Aufschlussreiche Umfrage

Eine der wichtigsten Herausforderungen für Fondsmanager wird deshalb künftig darin bestehen, ihr ESG-Angebot neu zu justieren und dabei sicherzustellen, glaubwürdig auch soziale Themen zu adressieren. Auch wenn die Wirkungsmessung bei sozialen Themen nicht immer einfach ist, sollten soziale Faktoren relevanter Bestandteil nachhaltigen Investierens sein.
Laut unserer jüngsten Studie über die Einstellung von Investoren zu ESG-Themen hat das „S“ seit Ausbruch der Pandemie deutlich an Bedeutung gewonnen. Unsere Umfrage hatte unter anderem das Ziel, besser zu verstehen, wie die Pandemie die relative Bedeutung der einzelnen Themen „E“, „S“ und „G“ verändert hat. Darüber hinaus ging es um den Einbezug der UN-­Ziele für nachhaltige Entwicklung (SDGs) in Investitionsentscheidungen und um eine Einschätzung, welche ESG-Produkte in fünf Jahren am wichtigsten sein werden.
Die 112 Befragten stammen hauptsächlich aus Großbritannien und Deutschland und repräsentieren eine Mischung aus Vermögensverwaltern, Family Offices, Wohl­tätigkeitsorganisationen und Privat­anlegern. Sie wurden unter anderem gefragt, welcher ESG-Aspekt durch die Pandemie besonders an Bedeutung gewonnen hat. 47 Prozent der Befragten waren der Meinung, dass das soziale Element von ESG wichtiger geworden sei, gefolgt von 35 Prozent, die als Antwort Umweltfaktoren wählten. Lediglich 18 Prozent entschieden sich für den Aspekt Governance.

Soziale Aspekte im Blick

Offensichtlich hat also Covid-19 die Befragten dazu veranlasst, mehr über soziale Faktoren nachzudenken. Hintergründe hierfür können sein, dass Ungleichheit, soziale Auswirkungen des eigenen Konsums und Fragen nach dem Wohlbefinden der Arbeitnehmer deutlicher hervortraten. So haben die Ausgangsbeschränkungen einiger Länder das Bewusstsein für bestehende Ungleichheiten geschärft – finanziell besser gestellte oder Menschen mit starkem sozialen Netzwerk konnten mit dem Druck durch Abriegelung und Pandemie besser umgehen.
Zweitens wurde durch Covid-19 eine Reihe von Entwicklungen angestoßen oder begünstigt, die den sozialen Bereich betreffen – etwa mit Blick auf digitale Zahlungen und Telemedizin.

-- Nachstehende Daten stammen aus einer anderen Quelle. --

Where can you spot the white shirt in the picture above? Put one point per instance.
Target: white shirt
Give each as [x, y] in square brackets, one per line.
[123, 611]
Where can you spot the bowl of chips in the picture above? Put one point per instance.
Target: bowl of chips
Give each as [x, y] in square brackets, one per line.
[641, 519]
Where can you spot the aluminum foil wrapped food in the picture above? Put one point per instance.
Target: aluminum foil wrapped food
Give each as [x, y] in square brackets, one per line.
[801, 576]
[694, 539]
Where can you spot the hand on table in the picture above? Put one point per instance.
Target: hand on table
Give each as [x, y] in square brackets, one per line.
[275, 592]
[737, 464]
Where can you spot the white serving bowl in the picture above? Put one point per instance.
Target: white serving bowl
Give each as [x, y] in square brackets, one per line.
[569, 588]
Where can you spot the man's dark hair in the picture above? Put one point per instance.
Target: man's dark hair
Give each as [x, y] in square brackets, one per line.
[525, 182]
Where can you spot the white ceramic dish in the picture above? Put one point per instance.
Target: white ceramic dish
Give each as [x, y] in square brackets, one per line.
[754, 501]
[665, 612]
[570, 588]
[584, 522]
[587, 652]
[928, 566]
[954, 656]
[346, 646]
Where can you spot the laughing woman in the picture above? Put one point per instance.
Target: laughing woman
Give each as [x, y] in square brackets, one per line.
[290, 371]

Darüber hinaus wurden auch Dienstleistungen wie E-Commerce und Lieferdienste für Lebensmittel immer häufiger in Anspruch genommen. In diesen Bereichen sind jedoch die Arbeitsbedingungen teilweise schlecht und die Arbeitnehmer einem höheren Risiko ausgesetzt, sich mit Covid-19 anzustecken.
Drittens hat die Pandemie den Fokus auf das Wohlergehen der Arbeitnehmer geschärft. Der Umgang der Unternehmen mit ihren Mitarbeitern und deren Unterstützung in dieser kritischen Zeit, zusätzlich zu bereits bestehenden Fragen zu fairen Arbeitsbedingungen, kamen bei vielen Investoren stärker ins Bewusstsein.
Die Umfrage zielte letztlich darauf ab herauszufinden, wie sich dieser Wandel in der Einstellung zu ESG auch auf Investitionen auswirkt und wie diese umgesetzt werden könnten. Auf die Frage, was in fünf Jahren das wichtigste ESG-Produkt sein würde, kristallisierten sich aktiv verwaltete ESG-Strategien als Favorit heraus. 19 Prozent der Befragten gaben ihnen den Vorzug vor anderen Produkten. Es folgten 17 Prozent, die sich für das Thema Impact Investments aussprachen, und 15 Prozent für Sustainability/SDG-linked Bonds.

Aktive Strategien gefragt

Auch wenn die Investorengemeinschaft insgesamt an einer breiten Palette von Produkten interessiert ist, könnten diese Ergebnisse darauf hinweisen, dass aktiv verwalteten Strategien eher zugetraut wird, positive Veränderungen herbeizuführen. Denn aktiv verwaltete Strategien haben eine größere Flexibilität, sich bei Nichterfüllung von ESG-Standards von Unternehmen zu trennen oder sich bei Unternehmen aktiv zu engagieren, die bestimmte ESG-Anforderungen noch nicht erfüllen.
Auch wenn die Reduzierung und Vermeidung von sozialen Risiken viel Aufmerksamkeit erfordern, geht es jedoch nicht nur darum, schlechte Praktiken zu vermeiden oder zu beheben. Angesichts des Nutzens, den ein Unternehmen mit seinen Produkten und Dienstleistungen für die Gesellschaft erbringen kann, sollten auch die Investmentchancen im Zusammenhang mit sozialen Faktoren berücksichtigt und bewertet werden. Neben den Produkten und Dienstleistungen ist das aktive Engagement mit Unternehmen zu sozialen Faktoren eine wichtige Stellschraube, um Veränderungen zu messen und voranzutreiben.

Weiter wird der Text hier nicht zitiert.